My Fears of Braking Bad
by Bruce • November 17, 2017 • LifeStuff • 0 Comments
It’s an odd anxiety.
It was probably exacerbated by the story about that actor guy it happened to a few years back.
For whatever reason, I often drive somewhere, park, and then get out of my truck and begin to walk away- and then I have to turn around and look and make sure the vehicle is not following me.
I am not absolutely sure where the idea originally came from, or why, but it pops up fairly frequently.
I walk away from my truck, and it tries to run me over.
I suppose it is in part because I question my brain at times, and the reliability of my memory.
The truck has a standard transmission, so whenever I quit driving it, I am responsible for setting its parking brake. And I do. I have followed the same unconscious routine thousands of times. I park the truck. I turn off the ignition. I set the parking brake.
I have missed the routine a few times though- and maybe that’s the reason for my fear. I’ve come out to the truck after being in the office or in a store and climbed in and reached out to release the parking brake, only to discover I did not set it.
Yes, we are on level ground most of the time.
But I’ve done it.
I have had one experience where my failure to brake did create a crazy moment.
It happened one weekend evening back in the early 90’s. I was at seminary at the time, and adjacent to the two dorm buildings that sat end to end on one side of campus was a large open gravel parking lot. It’s where we dorm residents parked.
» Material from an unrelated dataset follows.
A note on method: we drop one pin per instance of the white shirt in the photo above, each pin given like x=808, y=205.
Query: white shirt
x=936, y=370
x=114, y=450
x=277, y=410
I had run to the store to pick up a few items, and I returned back on campus near 6 PM. I pulled into a space and grabbed my bag of groceries and opened the door and climbed out of the vehicle and closed the door and began walking towards my dorm. And then I hear the quiet sound of grinding gravel behind me, as if a car was coasting into the lot behind me. I turned around to see what was up, and then I realized what was happening.
The coasting car was my truck, rolling backwards out of its space.
Picking up speed.
And I was too far away from it to do anything quickly.
I watched in terror.
Fortunately, I had pulled into the parking space in a turn, and the truck’s front wheels were locked aiming to the right.
And, fortunately, the lot was, at this time on a Sunday evening, empty.
And, fortunately, the lot was pretty much a big empty field.
I watched my truck pick up speed as it retreated backwards and veered into a wide arc to the right. The lot dipped into a slight decline behind it, which means it would also provide opposition when the vehicle completed half a circle.
And after picking up sizable speed on the wide arc, I stood and watched as it then rolled backward into the incline, headed up the shallow rise, and was stopped by gravity, probably 100 feet from where I had parked it.
My heart racing, I ran over and climbed into it and drove it back to the spot I had originally put it in.
And made sure I set the emergency brake three times.
In reality, for me, that is probably where the anxiety started. How I ended up in an empty lot where my vehicle could not strike another car, well- perhaps that is providence. If I had left my steering set straight, my creeping car could have rolled off the lot and down a steep hillside into a ravine and some trees.
I was lucky.
Anyways, that is my story about how I came to fear being ran over by my truck.
And that’s why, whenever I park and get out of my truck, I often look back, just to make sure it’s not coming after me.
I often look back to make sure I am not braking bad.